Anelli (Fnomceo): “Medici pronti a stagione delle riforme”

Anelli (Fnomceo): “Medici pronti a stagione delle riforme”
Il presidente dell’Ordine dei medici commenta l’informativa del Ministro della Salute in Parlamento. “Sono i professionisti quelli che hanno le competenze, le conoscenze e quelli che possono orientare le scelte che un’amministrazione, una Asl una azienda sanitaria possono avviare”.

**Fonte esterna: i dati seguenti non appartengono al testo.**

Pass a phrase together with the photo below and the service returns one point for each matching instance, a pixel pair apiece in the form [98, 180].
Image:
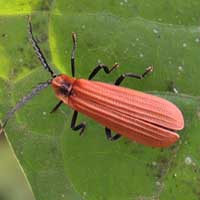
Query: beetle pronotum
[141, 117]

“Abbiamo apprezzato le dichiarazioni del Ministro della salute Roberto Speranza che si è speso per rifinanziare in maniera considerevole il nostro servizio sanitario nazionale e, prima al Senato e poi alla Camera, ha richiamato tutti alla responsabilità per avviare, insieme e in sinergia, una stagione delle riforme. È quello che noi avevamo chiesto più volte al Governo e che, oggi, diventa finalmente possibile”. Così il presidente della Federazione nazionale degli Ordini dei Medici Chirurghi e Odontoiatri (Fnomceo), Filippo Anelli, commenta l’informativa sul Covid-19 resa dal Ministro della Salute, Roberto Speranza, prima al Senato e poi, questa mattina, alla Camera dei Deputati. 
 
“Dopo mesi drammatici, tutti, io credo, avvertiamo l'urgente esigenza di allargare e rilanciare il confronto istituzionale, politico e sociale. Serve un confronto a tutto campo, a partire dalle forze politiche in Parlamento, con le tante preziose energie delle professioni sanitarie, del mondo scientifico, università, volontariato e associazionismo” ha ribadito, tra l’altro, Speranza.
 
“I medici ci sono. E allora, cominciamo a discutere: quali riforme vogliamo? – si chiede Anelli -. Pensiamo che i professionisti debbano tornare ad avere un ruolo nella governance del sistema. Sono i professionisti quelli che hanno le competenze, le conoscenze e quelli che possono orientare le scelte che un’amministrazione, una Asl una azienda sanitaria possono avviare. Certo, avremo bisogno sempre di manager per gestire i sistemi organizzativi. Ma, accanto a questo, c'è bisogno anche di riscoprire lo spirito della legge 833, che ha istituito il Nostro Servizio Sanitario Nazionale: la partecipazione dei cittadini alle scelte che riguardano la loro salute. È sempre, il nostro, un modello sproporzionato, troppo incentrato su un centralismo regionale. Invece bisogna riscoprire la partecipazione delle comunità locali. In qualche maniera i cittadini devono poter dire la loro, devono, insieme ai professionisti, poter orientare le scelte dell'azienda”.
 
“Infine, il ruolo del Ministero della Salute – conclude -. Credo che le disuguaglianze costituiscano l’evidenza, così come la gestione del Covid ha dimostrato, di una grande differenza tra Regioni, difficile da gestire a livello centrale senza una vera e propria riforma. Abbiamo la necessità di dare più forza al Governo centrale, al Ministero, che attraverso interventi precisi possono ridurre le disuguaglianze in questo paese. Disuguaglianze che il modello regionale non ho saputo in questi ultimi vent'anni colmare”.